Colorectal cancer is one of the most frequent cancers with high morbidity and mortality rates. Despite current advances in surgical/multimodal therapies, the overall patient's survival of advanced colorectal cancer has been still low. Recent studies have proposed many novel biomarkers for the diagnosis and prognosis of colorectal cancer. Among them, immunohistochemically detectable tissue markers are useful for the pathologists. Useful prognostic tissue markers are limited in number, while several diagnostic tissue markers such as caudal type homeobox 2 (CDX2) have been established. The article authored by Koshino et al. describes the clinicopathological significance of phospho‐histone H3 (PHH3) expression in colorectal cancer. The authors focused on the immunohistochemical expression of four cellular proliferation markers: phospho‐histone H3 (PHH3), cyclin A (CCNA), geminin (GMNN), and marker of proliferation Ki‐67 (MKI67), and analyzed their clinicopathological significance using the 269 surgically resected colorectal cancers.4–6 They performed the immunostaining using an ordinary manufactured instrument (Ventana BenchMark XT; Roche Diagnostics, Basel, Switzerland), and detected clear immunohistochemical staining patterns of the four cellular proliferation markers.

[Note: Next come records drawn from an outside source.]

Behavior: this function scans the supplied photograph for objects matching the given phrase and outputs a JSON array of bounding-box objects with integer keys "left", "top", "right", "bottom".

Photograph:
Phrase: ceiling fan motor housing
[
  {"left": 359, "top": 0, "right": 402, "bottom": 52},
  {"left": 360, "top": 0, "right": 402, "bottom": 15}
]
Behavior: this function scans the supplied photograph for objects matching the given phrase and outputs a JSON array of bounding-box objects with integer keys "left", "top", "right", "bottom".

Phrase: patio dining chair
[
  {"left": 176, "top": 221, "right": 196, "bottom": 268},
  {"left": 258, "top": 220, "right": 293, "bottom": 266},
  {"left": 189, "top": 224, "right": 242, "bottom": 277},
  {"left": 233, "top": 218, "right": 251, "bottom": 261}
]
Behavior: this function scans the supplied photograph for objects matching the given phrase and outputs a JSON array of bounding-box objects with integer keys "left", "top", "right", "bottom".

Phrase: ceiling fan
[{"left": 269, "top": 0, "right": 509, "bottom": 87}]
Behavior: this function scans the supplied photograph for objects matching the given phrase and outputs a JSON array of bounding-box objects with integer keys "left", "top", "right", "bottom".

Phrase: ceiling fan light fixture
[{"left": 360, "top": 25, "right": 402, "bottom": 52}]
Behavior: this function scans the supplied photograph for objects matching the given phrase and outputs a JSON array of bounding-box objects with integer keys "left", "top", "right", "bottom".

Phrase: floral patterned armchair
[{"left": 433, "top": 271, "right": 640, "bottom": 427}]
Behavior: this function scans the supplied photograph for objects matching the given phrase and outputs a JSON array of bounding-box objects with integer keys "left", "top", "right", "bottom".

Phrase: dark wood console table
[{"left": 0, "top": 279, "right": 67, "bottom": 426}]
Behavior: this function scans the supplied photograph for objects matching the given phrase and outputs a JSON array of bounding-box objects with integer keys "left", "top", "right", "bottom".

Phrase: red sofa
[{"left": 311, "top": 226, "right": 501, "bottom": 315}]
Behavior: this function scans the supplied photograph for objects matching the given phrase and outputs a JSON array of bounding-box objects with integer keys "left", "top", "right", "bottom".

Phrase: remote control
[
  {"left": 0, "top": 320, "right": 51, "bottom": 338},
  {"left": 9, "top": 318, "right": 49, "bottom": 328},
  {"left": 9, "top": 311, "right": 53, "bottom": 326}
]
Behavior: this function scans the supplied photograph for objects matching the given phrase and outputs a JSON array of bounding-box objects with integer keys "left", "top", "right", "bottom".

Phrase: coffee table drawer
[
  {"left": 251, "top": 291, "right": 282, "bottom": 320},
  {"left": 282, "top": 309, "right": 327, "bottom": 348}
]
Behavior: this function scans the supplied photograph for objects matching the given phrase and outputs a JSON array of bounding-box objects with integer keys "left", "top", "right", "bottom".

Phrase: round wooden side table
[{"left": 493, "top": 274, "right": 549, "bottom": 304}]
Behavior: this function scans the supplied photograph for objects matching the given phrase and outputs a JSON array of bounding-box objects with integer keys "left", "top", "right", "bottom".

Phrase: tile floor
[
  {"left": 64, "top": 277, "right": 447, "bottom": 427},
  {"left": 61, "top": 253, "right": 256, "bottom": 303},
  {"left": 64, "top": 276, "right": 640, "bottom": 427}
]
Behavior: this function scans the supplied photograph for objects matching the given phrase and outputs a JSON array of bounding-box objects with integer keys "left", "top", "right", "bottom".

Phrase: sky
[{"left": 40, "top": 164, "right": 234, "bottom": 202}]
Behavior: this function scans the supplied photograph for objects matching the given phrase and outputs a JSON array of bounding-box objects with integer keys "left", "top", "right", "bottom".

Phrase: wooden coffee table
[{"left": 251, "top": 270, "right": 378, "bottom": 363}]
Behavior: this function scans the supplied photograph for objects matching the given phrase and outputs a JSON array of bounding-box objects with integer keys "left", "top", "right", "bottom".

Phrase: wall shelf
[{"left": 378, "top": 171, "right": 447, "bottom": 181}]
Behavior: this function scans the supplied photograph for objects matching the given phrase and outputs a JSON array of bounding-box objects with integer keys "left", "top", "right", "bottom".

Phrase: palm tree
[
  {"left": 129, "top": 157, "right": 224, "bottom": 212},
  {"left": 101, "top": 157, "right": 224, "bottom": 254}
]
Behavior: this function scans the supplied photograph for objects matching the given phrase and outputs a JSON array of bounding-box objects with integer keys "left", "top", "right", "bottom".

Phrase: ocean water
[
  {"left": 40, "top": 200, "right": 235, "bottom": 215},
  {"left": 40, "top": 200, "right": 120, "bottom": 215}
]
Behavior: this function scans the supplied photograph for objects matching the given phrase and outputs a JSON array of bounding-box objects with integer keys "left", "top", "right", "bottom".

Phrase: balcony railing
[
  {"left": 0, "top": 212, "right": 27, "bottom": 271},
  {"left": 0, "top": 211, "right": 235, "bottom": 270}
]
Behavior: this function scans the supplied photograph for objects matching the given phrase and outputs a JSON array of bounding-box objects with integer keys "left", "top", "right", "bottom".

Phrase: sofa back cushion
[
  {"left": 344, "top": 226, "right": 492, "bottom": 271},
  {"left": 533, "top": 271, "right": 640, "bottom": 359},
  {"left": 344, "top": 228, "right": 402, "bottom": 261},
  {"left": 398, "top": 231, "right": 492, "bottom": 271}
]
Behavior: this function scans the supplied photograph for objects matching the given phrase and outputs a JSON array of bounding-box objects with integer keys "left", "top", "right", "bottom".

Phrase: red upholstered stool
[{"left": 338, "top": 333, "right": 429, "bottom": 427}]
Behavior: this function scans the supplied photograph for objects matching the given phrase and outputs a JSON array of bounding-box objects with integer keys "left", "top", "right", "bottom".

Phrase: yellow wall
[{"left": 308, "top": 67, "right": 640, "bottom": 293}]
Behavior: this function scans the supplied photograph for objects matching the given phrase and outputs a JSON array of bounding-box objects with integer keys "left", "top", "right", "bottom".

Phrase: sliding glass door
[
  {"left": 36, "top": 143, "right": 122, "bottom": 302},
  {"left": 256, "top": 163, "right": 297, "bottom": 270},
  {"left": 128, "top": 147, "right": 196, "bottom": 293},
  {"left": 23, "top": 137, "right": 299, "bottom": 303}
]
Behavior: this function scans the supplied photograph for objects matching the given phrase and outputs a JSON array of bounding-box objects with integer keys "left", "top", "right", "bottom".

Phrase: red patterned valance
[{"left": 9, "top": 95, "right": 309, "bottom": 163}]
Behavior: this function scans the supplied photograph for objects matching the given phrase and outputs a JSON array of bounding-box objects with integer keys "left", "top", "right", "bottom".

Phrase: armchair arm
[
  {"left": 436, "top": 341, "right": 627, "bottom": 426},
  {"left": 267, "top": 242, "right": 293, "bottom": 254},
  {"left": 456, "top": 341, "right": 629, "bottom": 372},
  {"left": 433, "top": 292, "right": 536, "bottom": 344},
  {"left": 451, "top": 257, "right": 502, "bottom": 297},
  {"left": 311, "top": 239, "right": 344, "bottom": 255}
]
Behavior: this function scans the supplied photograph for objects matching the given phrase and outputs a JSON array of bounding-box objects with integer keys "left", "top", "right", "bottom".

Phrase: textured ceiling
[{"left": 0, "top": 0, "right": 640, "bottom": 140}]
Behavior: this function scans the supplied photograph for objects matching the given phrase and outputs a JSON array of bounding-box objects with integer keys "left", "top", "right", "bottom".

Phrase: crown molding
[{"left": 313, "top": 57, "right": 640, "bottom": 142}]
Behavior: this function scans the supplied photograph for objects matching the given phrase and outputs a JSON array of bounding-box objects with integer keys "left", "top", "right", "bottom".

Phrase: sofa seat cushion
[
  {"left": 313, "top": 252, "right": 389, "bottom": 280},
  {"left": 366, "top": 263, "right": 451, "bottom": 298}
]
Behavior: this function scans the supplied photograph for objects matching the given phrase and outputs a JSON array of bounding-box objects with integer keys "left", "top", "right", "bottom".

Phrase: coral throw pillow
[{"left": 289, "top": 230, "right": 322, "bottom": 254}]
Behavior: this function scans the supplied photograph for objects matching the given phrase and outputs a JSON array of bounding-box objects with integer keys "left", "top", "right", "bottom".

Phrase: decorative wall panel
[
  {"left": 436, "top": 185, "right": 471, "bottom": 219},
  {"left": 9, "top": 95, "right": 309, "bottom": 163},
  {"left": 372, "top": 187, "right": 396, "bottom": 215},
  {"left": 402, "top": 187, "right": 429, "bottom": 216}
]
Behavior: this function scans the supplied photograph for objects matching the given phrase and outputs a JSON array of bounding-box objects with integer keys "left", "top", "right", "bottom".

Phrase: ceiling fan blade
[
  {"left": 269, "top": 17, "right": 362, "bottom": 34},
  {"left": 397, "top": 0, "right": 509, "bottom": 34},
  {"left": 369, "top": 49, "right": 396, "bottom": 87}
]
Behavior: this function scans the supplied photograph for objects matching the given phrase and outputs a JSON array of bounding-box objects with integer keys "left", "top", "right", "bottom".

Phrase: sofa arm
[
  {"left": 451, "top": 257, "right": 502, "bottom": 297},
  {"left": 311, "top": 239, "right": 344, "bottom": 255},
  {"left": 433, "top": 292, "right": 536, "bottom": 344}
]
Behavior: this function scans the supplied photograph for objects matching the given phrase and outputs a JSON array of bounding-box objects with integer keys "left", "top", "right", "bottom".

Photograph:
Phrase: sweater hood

The authors demonstrated interesting results that patients with PHH3‐high (≥7 per high power field (HPF)) tumors showed a significantly longer 5‐year patient's survival than those with PHH3‐low (≤6 per HPF) (81.8% vs. 65.5%; P = 0.0047), while there was no significant association between CCNA, GMNN, or MKI67 expression and 5‐year patient's survival. PHH3 expression was significantly fewer in the tumor invasive area than the tumor surface, and significantly even fewer in the tumor invasive front than in the tumor invasive area. Furthermore, the multivariable Cox hazards regression analysis revealed PHH3‐high expression, well to moderately differentiated histology, and younger age (<70 years) as potential favorable factors, while lymph node metastasis, and peritoneal metastasis were shown as potential independent risk factors. It has been unclear why PHH3‐high expression was correlated with better clinical outcomes of the colorectal cancer patients. However, immunohistochemical PHH3 expression is easy to detect, and is thought to be one of the useful markers to predict the patient's survival of the advanced colorectal cancer.